Sunday, August 15, 2010

One week and counting.....

This past week or two have been really tough. I have been up and down a few pounds, but currently back down to my lowest at 293.2. Yes, I did cheat a little, but for the most part, I behaved myself. Just getting tired of these shakes. I'm so glad it's almost over and can eat food again, at least for more then one meal.
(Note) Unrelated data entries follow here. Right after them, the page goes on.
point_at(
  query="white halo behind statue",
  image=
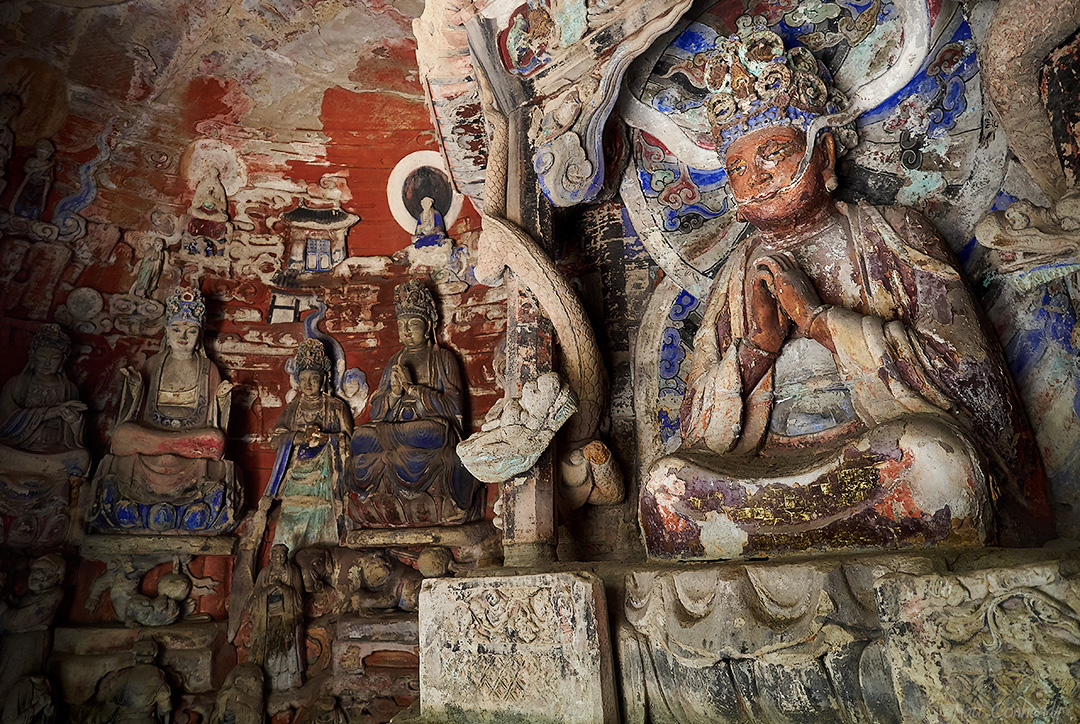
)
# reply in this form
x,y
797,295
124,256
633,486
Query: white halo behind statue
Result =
x,y
421,166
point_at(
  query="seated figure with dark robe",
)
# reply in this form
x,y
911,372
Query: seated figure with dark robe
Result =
x,y
406,470
166,471
842,389
41,452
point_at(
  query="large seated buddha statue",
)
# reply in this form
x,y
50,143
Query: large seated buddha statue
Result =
x,y
166,471
405,469
41,451
842,390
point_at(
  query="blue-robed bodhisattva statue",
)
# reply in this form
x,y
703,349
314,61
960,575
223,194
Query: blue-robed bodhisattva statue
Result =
x,y
405,468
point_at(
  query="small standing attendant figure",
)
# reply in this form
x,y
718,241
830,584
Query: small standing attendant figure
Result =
x,y
32,192
10,106
41,415
311,437
277,614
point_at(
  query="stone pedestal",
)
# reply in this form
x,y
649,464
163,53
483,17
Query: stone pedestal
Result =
x,y
1000,644
518,648
936,637
196,655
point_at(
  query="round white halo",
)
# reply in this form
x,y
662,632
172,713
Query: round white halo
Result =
x,y
396,183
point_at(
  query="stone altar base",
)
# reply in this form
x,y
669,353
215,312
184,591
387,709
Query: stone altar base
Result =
x,y
941,637
196,656
517,648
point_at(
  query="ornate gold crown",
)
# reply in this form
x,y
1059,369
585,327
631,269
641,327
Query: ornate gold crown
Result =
x,y
52,336
414,299
186,305
755,82
312,356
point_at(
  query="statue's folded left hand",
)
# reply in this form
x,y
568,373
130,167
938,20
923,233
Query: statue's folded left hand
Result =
x,y
792,287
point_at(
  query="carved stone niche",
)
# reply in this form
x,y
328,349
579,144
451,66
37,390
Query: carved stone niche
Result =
x,y
886,639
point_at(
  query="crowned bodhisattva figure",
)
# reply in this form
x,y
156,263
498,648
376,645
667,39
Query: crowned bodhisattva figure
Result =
x,y
166,470
406,471
842,389
312,438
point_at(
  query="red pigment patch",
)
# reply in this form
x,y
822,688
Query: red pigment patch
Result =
x,y
899,498
207,97
389,67
367,135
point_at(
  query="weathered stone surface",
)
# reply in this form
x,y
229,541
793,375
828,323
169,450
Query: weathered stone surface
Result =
x,y
529,648
358,638
194,654
1000,644
104,547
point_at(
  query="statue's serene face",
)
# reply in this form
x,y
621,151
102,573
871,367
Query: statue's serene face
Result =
x,y
183,337
413,331
48,361
311,384
278,555
43,576
763,170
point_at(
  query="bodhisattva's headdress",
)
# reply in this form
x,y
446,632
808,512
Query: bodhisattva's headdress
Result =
x,y
186,305
52,336
414,299
312,356
755,82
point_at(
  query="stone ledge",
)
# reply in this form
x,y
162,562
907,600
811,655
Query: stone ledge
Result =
x,y
449,536
99,547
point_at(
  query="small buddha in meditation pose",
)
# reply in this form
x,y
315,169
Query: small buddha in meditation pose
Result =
x,y
405,469
842,390
312,439
430,229
167,469
41,415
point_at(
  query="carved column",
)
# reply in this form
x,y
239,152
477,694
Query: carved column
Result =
x,y
528,500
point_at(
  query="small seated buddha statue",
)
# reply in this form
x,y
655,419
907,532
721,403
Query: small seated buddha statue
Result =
x,y
312,438
166,471
42,457
842,391
406,472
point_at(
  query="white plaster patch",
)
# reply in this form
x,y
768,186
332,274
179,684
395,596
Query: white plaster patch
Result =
x,y
720,537
944,476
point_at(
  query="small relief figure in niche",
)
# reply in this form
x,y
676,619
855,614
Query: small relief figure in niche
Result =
x,y
526,41
32,192
136,695
429,227
10,105
382,584
124,582
405,467
166,469
41,415
841,365
277,614
207,217
318,571
240,699
30,701
149,268
26,620
312,442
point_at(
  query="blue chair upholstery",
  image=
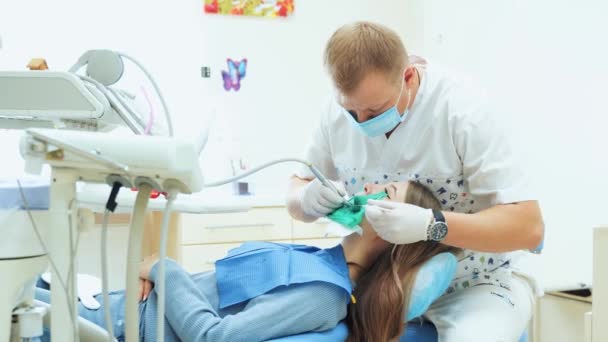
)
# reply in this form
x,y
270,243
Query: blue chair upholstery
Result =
x,y
416,331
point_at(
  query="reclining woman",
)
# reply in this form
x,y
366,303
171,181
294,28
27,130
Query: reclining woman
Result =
x,y
262,291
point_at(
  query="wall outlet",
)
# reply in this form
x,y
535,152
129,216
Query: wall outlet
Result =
x,y
205,72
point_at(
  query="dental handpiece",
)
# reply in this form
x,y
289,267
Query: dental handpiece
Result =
x,y
329,184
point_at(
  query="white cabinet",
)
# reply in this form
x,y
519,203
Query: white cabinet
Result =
x,y
560,318
203,239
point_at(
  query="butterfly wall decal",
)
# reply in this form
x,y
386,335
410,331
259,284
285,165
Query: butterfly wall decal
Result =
x,y
236,72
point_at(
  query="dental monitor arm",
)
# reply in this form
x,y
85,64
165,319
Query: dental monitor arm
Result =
x,y
89,101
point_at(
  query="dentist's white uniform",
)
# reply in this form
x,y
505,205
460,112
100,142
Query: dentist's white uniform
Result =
x,y
450,143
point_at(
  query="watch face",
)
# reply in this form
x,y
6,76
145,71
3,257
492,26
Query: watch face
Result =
x,y
439,231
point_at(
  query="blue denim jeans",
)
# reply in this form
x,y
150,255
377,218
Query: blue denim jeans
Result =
x,y
117,308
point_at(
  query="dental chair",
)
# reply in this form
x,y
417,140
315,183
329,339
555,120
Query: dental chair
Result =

Tonight, I tried tofu spaghetti for the first time. I was VERY skeptical about it. I have never had tofu before and in general, has been a turn off for me. I also thought it looked gross and had no taste. Well, tonight I am a lover!! I did not appreciate tofu for what it was. A client was telling me about the spaghetti and bought me a bag. I figured, heck, let me give it a try. I browned some chopped turkey and made some tomato sauce and threw in the spaghetti. YUM!!!! Can't wait to have more of it tomorrow. I also made a little bit for my mom to try since she always watches her weight. It is so incredibly low in calories and carbs and a definite for when I'm on the mushy food phase.

OK, now on to some sugergy updates. Tomorrow night I visit my general physician for a medical clearance and Wednesday is Pre-Op. No special rules like fasting or anything and I should learn more about what to expect the day of surgery, which is one week from tomorrow. The past week, I have been very emotional concerning the surgery, which possibly is the reason I went on a minor binge one night. I have chosen to share my decision to have lap band surgery with very few people I personally know. Kind of funny I'm doing this blog for the world to see, but the internet offers much privacy even though I completely expose myself. I have had mixed feelings, not so much about the procedure itself, but how people will react to me after it's done and whether I did the right thing by keeping it private for now. I do have moments that I freak out about the surgery, but stay calm for Anthony. He is very nervous about the surgery. I am lucky enough to have him with me throughout this whole process and the week after surgery as I am recovering at home. I am getting very excited about starting my life over. I can't believe in one week, my life will change forever!! Not too much pressure there. I just keep taking deep breaths and thinking about how much this will improve my enjoyment of life.